For many people, the main cause of this condition is a “training load error”, sometimes called an “overuse injury”. A training load error occurs when the cumulative load on a tissue is greater than the tissue can accommodate without entering into the plastic or failure range, meaning that the tissue is being put under more stress than it can handle over a period of time without being deformed, injured or broken. A training load error therefore depends on two factors: the cumulative load (forces over time), and the capacity of the tissue to deal with those forces (staying within the elastic phase or moving into injury during the plastic or failure phase). It is possible to condition a muscle slowly over time so that it is able to deal with greater and greater loads. This has to be done in a structured way, gently increasing the loads over time and having sufficient rest and nutrition to allow the muscle to heal and recover between stressful periods. If you start a new exercise or increase your exercise routine without preparing the muscle for the increased loads it now has to deal with, then this can lead to injury, hence the “error” part of “training load error”. This error means that the muscle cannot heal fast enough before being injured again, progressively leading to tendinopathy, or even rupture of the tendon. The loads placed on the tendon will vary from person to person, and from activity to activity. In addition to the above, following are also considered as risk factors:

  1. Certain foot, ankle and lower limb biomechanical pathologies and alignment issues.
  2. Being overweight or obese.
  3. Old age.
  4. Poor nutrition.
  5. Diabetes (has been shown to have a positive correlation with risk of PTT).
  6. Prolonged use of corticosteroids and certain antibiotics (fluoroquinolones).
  7. Inflammatory conditions such as Rheumatoid Arthritis and Psoriatic Arthritis.

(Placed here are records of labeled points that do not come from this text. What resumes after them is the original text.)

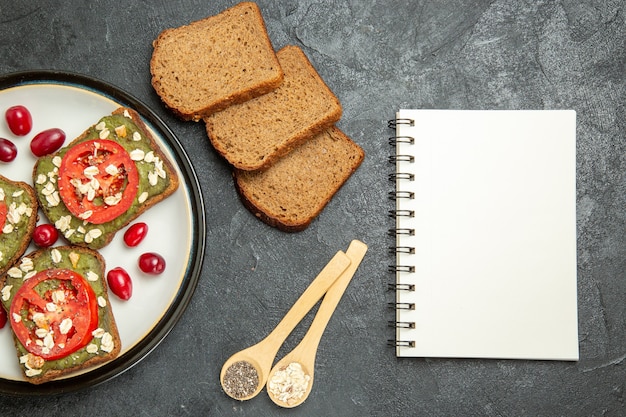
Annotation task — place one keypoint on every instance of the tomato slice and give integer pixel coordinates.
(3, 215)
(98, 181)
(58, 312)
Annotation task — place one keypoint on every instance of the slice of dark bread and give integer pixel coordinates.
(203, 67)
(293, 191)
(18, 217)
(51, 314)
(157, 179)
(255, 134)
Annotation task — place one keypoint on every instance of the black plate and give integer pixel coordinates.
(191, 198)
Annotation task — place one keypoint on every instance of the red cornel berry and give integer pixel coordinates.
(46, 142)
(135, 234)
(152, 263)
(8, 150)
(3, 317)
(19, 120)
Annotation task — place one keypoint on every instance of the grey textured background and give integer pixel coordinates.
(377, 57)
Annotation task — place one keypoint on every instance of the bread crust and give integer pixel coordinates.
(232, 130)
(112, 328)
(140, 207)
(172, 82)
(250, 193)
(26, 235)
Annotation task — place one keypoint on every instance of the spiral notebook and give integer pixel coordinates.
(485, 236)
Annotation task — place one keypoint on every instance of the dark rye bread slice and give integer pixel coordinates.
(293, 191)
(157, 179)
(212, 63)
(18, 217)
(53, 315)
(255, 134)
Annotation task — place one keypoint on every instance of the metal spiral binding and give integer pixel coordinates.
(402, 306)
(401, 176)
(401, 158)
(394, 122)
(401, 287)
(402, 249)
(394, 140)
(398, 232)
(401, 231)
(400, 343)
(402, 324)
(395, 195)
(401, 213)
(402, 268)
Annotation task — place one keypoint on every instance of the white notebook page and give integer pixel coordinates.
(495, 234)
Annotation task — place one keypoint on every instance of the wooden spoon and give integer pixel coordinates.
(261, 355)
(303, 355)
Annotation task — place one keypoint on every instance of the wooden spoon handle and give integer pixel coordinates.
(307, 300)
(310, 341)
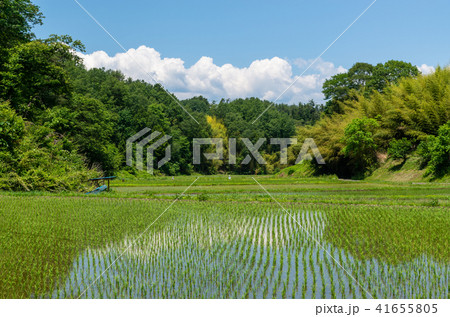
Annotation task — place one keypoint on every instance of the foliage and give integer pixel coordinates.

It is important to point out that running and high impact sports do not cause this condition, in and of themselves, as some sources state. If the muscle is properly prepared for the loads being placed on it, and the person trains correctly, and doesn’t have any of the aforementioned additional risk factors, then they should be able to exercise and play sport without developing PTT.

Another important point to mention is that Posterior Tibial Tendinopathy is not the same as Posterior Tibial Tendon Dysfunction, which includes flattening of the foot and possibly loss of function. In PTT there is no flattening of the foot, although it is possible to have both conditions at the same time.

Treatments involve rest, reducing activity or changing activity in the acute stages, as well as using oral non-steroidal anti-inflammatory drugs (NSAIDS), as well as “RICE” (rest, ice, compression, elevation). Orthotics can be very helpful in the early stages, as they can reduce the cumulative load on the tissue very quickly and effectively. Taping and therapeutic strapping and padding may also help in a similar way. Treatments that reduce pain and inflammation and facilitate healing are also helpful at this stage, including acupuncture and Shockwave Therapy. In the long term, many people will be able to correct the underlying causes of condition by taking part in a soft-tissue rehabilitation programme, possibly including gait retraining, losing weight, or changing their activities, and may not need to wear orthotics long term. However, some people will not be able to accomplish this, especially those with underlying structural biomechanical issues. These people will need to keep wearing orthotics if they are to continue their activities at the same or similar level.